Part of a human skull dating back more than 2,000 years have been discovered during a dig at Drumanagh fort near Rush.
The discovery was made during a community archaeology dig along two trenches by the Martello Tower at the Iron Age site.
The promontory fort was acquired by Fingal County Council in 2016 and is of significant interest following the recovery of Romano-British artefacts.
It has been characterised as the place where the Romans may have landed.
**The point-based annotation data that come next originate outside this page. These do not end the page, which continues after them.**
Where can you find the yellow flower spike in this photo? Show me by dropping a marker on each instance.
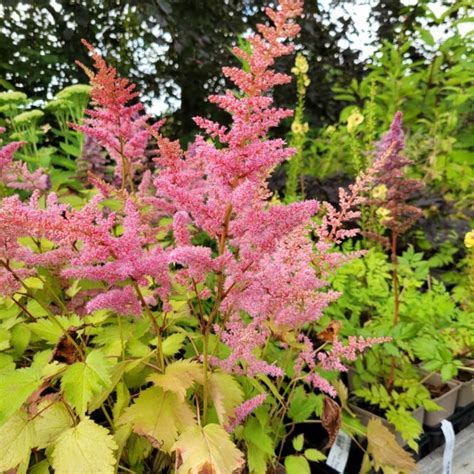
(354, 120)
(297, 128)
(383, 214)
(380, 192)
(301, 65)
(469, 240)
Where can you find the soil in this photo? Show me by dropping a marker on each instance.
(376, 410)
(464, 376)
(437, 390)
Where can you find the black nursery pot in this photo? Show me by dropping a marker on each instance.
(447, 401)
(365, 416)
(466, 392)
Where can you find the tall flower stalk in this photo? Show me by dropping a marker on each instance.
(391, 192)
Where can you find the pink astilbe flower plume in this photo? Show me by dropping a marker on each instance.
(389, 174)
(115, 124)
(244, 410)
(270, 275)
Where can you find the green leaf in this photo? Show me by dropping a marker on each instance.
(254, 433)
(297, 465)
(20, 338)
(159, 416)
(16, 441)
(314, 455)
(173, 344)
(15, 387)
(426, 36)
(430, 405)
(302, 405)
(86, 448)
(82, 380)
(207, 449)
(256, 459)
(298, 442)
(52, 420)
(49, 331)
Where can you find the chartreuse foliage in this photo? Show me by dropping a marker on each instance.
(159, 317)
(175, 315)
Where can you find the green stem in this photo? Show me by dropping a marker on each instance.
(156, 329)
(205, 354)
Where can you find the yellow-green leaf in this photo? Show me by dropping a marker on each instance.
(226, 395)
(172, 344)
(51, 421)
(82, 380)
(16, 437)
(297, 465)
(179, 377)
(15, 387)
(385, 450)
(207, 449)
(159, 416)
(87, 448)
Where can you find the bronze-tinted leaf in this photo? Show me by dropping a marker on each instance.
(331, 420)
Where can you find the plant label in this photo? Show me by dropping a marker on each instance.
(448, 432)
(339, 452)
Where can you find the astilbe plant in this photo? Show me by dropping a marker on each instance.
(391, 193)
(255, 288)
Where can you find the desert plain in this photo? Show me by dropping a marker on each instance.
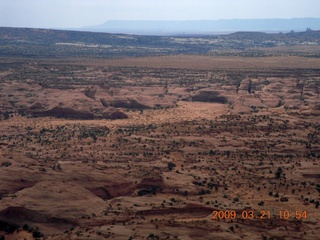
(177, 146)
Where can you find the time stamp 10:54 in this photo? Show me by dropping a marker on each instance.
(261, 214)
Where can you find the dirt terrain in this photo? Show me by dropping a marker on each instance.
(168, 147)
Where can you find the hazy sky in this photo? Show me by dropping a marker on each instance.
(79, 13)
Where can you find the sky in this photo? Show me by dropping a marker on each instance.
(81, 13)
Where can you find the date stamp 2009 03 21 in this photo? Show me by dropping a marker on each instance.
(261, 214)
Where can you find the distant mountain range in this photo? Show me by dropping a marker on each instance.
(205, 26)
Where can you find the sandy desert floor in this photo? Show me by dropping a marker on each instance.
(178, 147)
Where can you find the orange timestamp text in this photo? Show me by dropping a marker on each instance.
(261, 214)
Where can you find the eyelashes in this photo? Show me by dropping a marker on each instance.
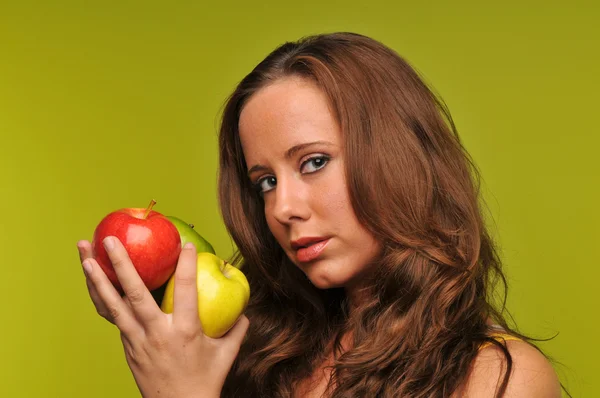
(267, 183)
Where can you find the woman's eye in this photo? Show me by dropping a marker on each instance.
(265, 184)
(314, 164)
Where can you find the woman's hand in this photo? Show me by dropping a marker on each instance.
(168, 354)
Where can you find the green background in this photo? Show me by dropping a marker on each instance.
(110, 104)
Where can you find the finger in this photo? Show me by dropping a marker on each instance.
(115, 308)
(98, 303)
(140, 299)
(85, 250)
(185, 295)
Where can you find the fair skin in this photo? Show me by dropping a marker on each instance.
(305, 194)
(168, 354)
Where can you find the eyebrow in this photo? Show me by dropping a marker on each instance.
(290, 153)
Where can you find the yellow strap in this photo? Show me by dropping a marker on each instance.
(498, 337)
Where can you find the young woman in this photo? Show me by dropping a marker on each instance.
(357, 216)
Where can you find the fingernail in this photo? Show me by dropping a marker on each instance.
(87, 267)
(108, 243)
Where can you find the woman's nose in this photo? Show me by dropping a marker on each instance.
(291, 200)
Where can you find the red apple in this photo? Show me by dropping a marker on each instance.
(151, 240)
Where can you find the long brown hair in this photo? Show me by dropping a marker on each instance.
(416, 189)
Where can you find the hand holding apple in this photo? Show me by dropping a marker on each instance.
(151, 240)
(223, 294)
(165, 352)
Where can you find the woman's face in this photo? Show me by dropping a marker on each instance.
(294, 153)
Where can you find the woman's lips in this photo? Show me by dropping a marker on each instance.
(311, 252)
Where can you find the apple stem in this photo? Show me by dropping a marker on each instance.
(149, 209)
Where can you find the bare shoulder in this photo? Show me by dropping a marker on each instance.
(532, 375)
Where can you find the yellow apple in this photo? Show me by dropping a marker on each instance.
(223, 294)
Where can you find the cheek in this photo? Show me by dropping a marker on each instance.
(335, 205)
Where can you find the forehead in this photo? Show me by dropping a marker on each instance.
(288, 112)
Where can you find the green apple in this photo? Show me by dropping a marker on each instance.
(187, 233)
(223, 294)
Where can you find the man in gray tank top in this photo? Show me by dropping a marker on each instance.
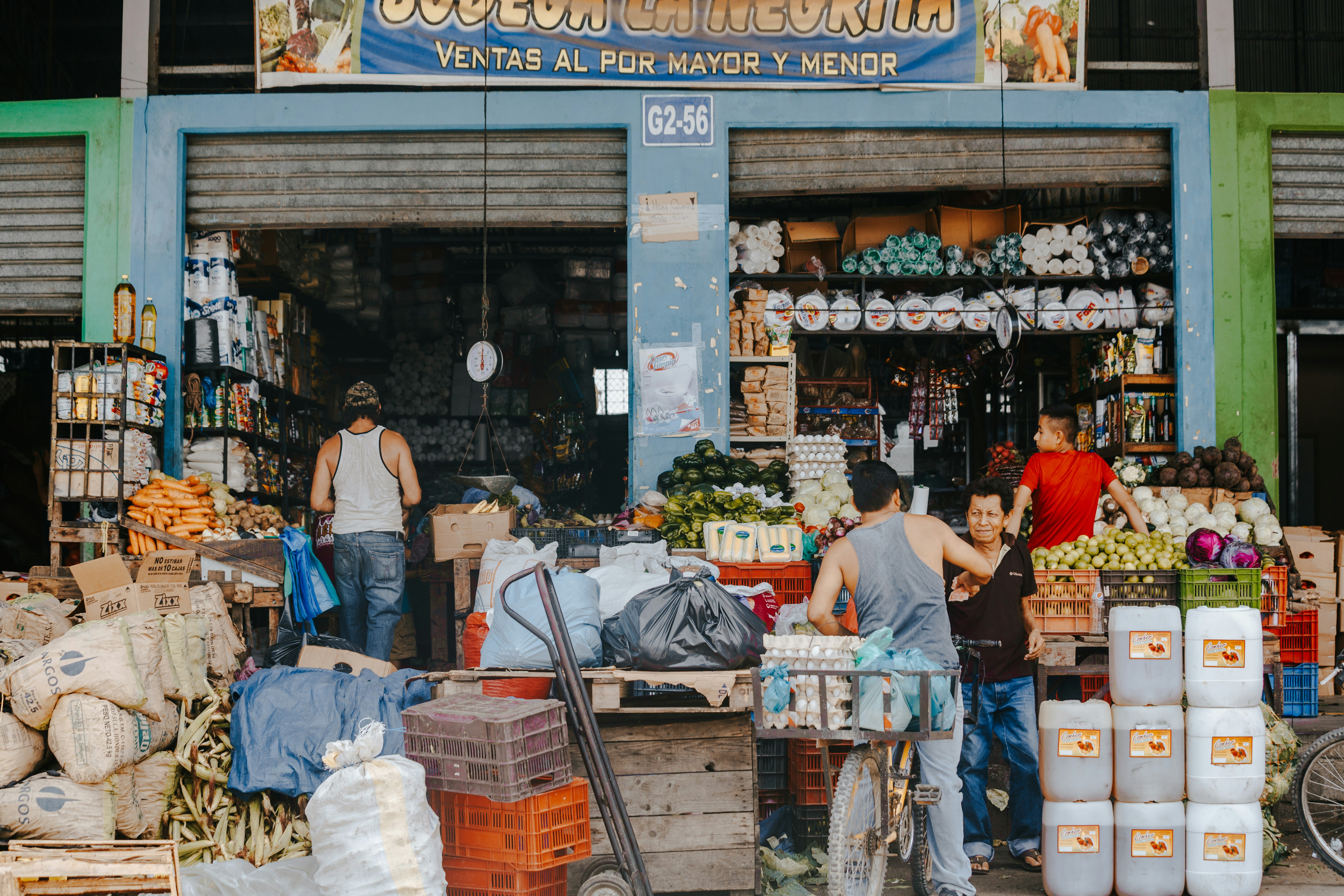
(893, 567)
(375, 483)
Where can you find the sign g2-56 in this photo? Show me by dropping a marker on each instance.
(679, 120)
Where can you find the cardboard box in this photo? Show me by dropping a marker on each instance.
(968, 228)
(807, 238)
(1312, 554)
(459, 534)
(1323, 582)
(865, 233)
(162, 585)
(315, 657)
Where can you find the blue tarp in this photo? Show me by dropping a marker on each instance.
(284, 718)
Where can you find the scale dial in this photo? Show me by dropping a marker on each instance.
(1009, 327)
(484, 362)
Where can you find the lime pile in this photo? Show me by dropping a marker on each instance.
(1116, 550)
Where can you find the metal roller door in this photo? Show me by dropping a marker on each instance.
(1308, 172)
(42, 191)
(783, 163)
(537, 178)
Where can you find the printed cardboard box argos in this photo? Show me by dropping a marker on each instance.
(163, 585)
Fingal Community Archaeologist and excavation director, Christine Baker, said: “Growing up down the road and having been a scholar under the late Iron Age scholar, Prof Barry Raftery, I always dreamed of digging Drumanagh.
“Artefacts such as a belt brace of the Royal Downshire militia and Royal Artillery brass buttons were found alongside fragments of wine glasses, clay pipes and a range of pottery and food particles, adding to the story of the Martello.”
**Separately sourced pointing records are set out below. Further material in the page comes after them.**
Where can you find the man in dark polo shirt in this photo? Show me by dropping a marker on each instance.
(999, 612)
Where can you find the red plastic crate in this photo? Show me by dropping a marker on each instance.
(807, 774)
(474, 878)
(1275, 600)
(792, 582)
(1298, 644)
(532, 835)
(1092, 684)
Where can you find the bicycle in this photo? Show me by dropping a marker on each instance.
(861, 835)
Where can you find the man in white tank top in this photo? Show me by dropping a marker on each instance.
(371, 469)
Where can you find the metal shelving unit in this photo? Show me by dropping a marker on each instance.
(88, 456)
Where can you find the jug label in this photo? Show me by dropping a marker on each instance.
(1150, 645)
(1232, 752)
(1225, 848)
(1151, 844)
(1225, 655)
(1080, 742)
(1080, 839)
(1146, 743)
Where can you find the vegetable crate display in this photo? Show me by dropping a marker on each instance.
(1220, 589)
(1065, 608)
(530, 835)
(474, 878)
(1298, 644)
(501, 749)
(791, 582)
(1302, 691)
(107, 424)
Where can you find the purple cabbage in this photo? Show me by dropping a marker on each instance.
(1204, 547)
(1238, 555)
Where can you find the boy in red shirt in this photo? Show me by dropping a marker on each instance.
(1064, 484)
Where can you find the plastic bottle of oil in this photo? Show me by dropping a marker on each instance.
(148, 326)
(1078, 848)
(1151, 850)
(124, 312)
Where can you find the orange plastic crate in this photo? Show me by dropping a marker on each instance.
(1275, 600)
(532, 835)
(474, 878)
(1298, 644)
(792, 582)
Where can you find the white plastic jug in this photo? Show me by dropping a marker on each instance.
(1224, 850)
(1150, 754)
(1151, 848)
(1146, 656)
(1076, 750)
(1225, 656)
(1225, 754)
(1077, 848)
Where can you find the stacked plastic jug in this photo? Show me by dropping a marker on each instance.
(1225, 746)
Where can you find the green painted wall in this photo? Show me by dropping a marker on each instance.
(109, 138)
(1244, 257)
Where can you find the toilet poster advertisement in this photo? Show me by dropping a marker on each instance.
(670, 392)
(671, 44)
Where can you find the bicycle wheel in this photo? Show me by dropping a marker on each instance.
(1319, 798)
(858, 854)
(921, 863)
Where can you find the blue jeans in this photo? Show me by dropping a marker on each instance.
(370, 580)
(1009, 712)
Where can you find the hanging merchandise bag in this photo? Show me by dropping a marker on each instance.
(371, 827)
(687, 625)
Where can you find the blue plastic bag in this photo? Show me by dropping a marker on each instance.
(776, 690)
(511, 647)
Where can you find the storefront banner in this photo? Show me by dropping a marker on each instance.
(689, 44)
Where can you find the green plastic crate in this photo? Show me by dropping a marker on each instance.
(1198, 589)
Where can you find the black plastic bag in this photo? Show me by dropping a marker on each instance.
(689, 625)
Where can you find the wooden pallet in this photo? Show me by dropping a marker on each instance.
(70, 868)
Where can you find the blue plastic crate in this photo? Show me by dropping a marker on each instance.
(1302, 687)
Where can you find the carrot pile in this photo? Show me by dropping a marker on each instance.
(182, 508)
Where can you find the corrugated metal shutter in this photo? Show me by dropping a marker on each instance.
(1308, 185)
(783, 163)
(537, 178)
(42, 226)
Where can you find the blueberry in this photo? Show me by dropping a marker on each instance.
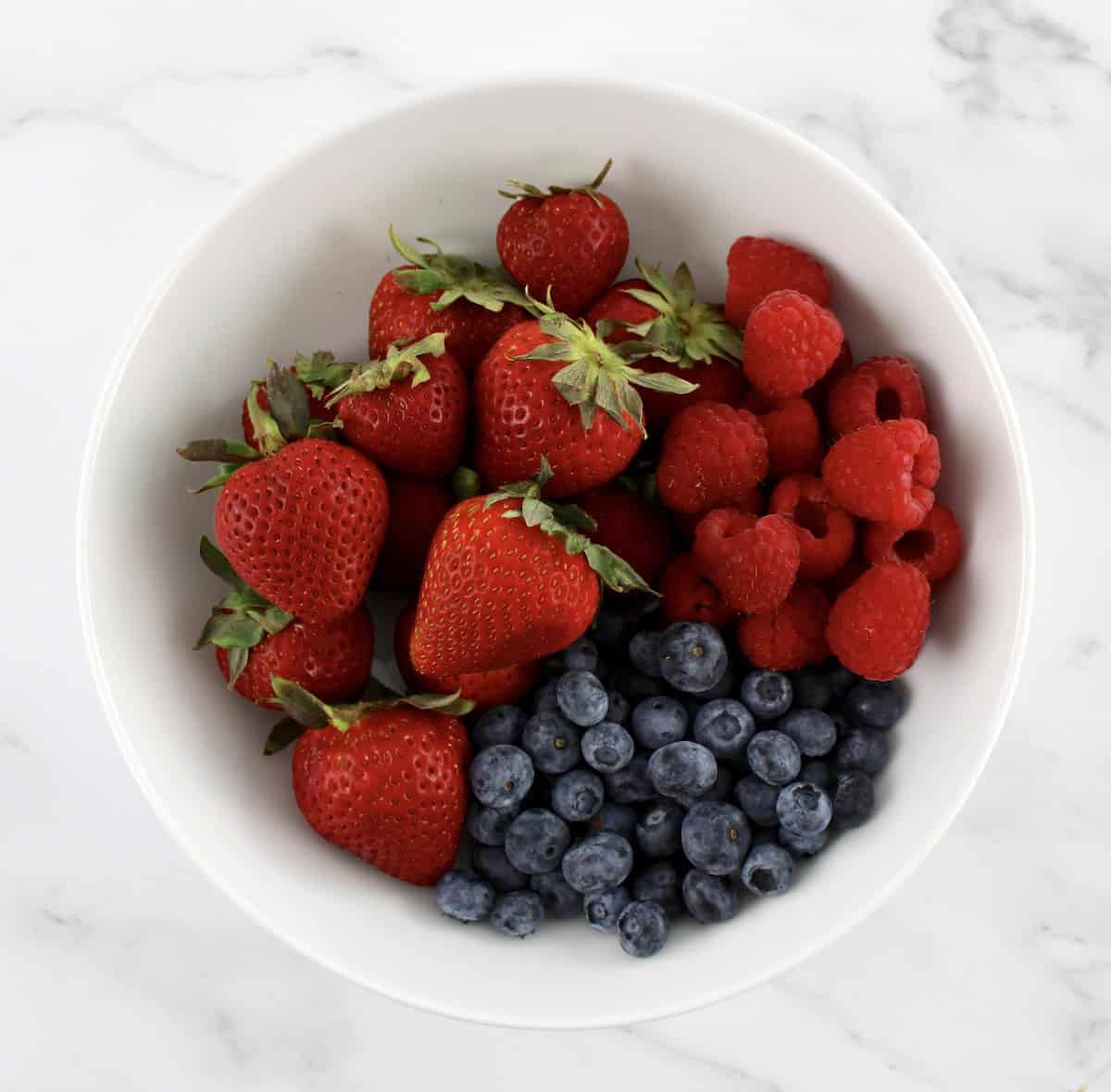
(756, 799)
(854, 798)
(501, 775)
(804, 809)
(659, 721)
(693, 656)
(518, 913)
(464, 896)
(659, 827)
(709, 898)
(725, 726)
(536, 841)
(578, 796)
(492, 863)
(814, 732)
(630, 784)
(643, 929)
(768, 870)
(598, 862)
(716, 836)
(604, 908)
(559, 897)
(875, 705)
(644, 653)
(767, 694)
(862, 748)
(773, 758)
(553, 742)
(501, 724)
(682, 768)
Evidence of earlier activity was also recovered during the dig including shards of pottery which have their origins in the Roman era.
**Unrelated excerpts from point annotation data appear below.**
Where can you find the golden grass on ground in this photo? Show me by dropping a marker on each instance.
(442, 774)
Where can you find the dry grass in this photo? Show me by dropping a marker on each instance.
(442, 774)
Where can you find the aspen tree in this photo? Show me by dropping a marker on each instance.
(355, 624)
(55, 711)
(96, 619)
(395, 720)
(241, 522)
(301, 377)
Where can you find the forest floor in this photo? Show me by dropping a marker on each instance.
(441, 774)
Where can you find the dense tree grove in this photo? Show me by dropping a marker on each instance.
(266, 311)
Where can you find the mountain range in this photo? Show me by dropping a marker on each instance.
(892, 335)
More significant was the find of two fragments of human bone which have been identified as part of a female skull dating back to BC170-AD52.
Christine revealed: “The recovery of two beautifully decorated Iron Age combs has been amazing. However more was to come.
Very unexpectedly we uncovered two fragments of human bone.
“One was identified by our osteologist Dr Linda Lynch as part of a female skull. Radiocarbon dating from Queen’s University has confirmed a date of BC 170- AD 52. It is moving to think of a woman combing her hair here at Drumanagh, 2000 years ago.”
A conservation plan for the Drumanagh fort has now been unveiled by Fingal County Council and is currently on display at Rush Library.
Following a process of public consultation, the Drumanagh Conservation Study & Heritage Plan 2018-2023 contains accessible historical, archaeological, folkloric, and cartographic evidence.
It also sets out policies and objectives for the future protection and management of the site.